Kedalaman ilmu dari orang tuanya, menjadi basis pendidikan agama KH. Maimoen Zubair sangat kuat. Kemudian, beliau meneruskan mengajinya di Pesantren Lirboyo, Kediri, di bawah bimbingan KH. Abdul Karim. Selain itu, selama di Lirboyo, beliau mengaji kepada KH. Mahrus Ali dan KH. Marzuki.
Pada usia 21 tahun, Maimoen Zubair melanjutkan pendidikannya ke Makkah. Perjalanan ini, didampingi oleh kakeknya sendiri, yakni KH. Ahmad bin Syuáib.
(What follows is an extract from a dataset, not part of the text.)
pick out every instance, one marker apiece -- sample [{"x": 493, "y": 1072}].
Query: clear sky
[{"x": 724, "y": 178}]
Di Makkah, mengaji kepada Sayyid Alawi bin Abbas al-Maliki, Syekh al-Imam Hasan al-Masysyath, Sayyid Amin al-Quthbi, Syekh Yasin Isa al-Fadani, Syekh Abdul Qodir al-Mandaly dan beberapa ulama lainnya.
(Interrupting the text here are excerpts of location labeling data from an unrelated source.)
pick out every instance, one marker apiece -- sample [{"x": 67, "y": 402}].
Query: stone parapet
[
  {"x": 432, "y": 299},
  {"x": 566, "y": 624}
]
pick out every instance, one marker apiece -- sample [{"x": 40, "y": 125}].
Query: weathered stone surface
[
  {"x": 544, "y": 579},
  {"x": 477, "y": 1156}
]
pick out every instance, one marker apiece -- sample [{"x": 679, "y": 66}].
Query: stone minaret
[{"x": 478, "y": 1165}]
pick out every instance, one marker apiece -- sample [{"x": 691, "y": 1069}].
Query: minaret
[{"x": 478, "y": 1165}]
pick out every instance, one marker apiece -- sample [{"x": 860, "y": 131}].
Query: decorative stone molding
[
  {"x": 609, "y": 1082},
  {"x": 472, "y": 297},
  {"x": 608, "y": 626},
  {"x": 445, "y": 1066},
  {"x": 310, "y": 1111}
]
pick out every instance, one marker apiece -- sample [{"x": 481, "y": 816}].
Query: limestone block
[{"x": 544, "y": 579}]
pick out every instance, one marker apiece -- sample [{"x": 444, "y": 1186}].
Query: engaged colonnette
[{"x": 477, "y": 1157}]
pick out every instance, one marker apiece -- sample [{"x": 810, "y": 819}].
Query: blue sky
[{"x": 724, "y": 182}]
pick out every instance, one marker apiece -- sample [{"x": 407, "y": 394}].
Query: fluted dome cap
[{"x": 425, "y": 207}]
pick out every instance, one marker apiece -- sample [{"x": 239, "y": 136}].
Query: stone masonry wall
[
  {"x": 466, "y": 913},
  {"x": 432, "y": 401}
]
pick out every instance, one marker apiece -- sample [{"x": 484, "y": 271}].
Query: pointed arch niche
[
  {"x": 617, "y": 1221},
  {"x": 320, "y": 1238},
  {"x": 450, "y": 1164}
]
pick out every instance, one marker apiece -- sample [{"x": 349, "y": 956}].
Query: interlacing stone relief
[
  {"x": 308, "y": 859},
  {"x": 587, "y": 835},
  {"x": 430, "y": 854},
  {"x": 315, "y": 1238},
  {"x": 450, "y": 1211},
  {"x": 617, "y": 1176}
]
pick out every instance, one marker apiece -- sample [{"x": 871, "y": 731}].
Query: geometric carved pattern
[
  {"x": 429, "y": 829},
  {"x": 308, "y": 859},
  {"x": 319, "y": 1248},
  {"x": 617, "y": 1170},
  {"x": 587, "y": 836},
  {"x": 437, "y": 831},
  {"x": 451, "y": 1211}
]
KH. Maimoen juga meluangkan waktunya untuk mengaji ke beberapa ulama di Jawa, di antaranya Kiai Baidhowi, Kiai Ma’shum Lasem, KH. Bisri Musthofa (Rembang), KH. Wahab Chasbullah, KH. Muslih Mranggen (Demak), KH. Abdullah Abbas Buntet (Cirebon), Syekh Abul Fadhol Senori (Tuban), dan beberapa kiai lain. KH. Maimoen juga menulis kitab-kitab yang menjadi rujukan santri. Di antaranya, kitab berjudul al-ulama al-mujaddidun.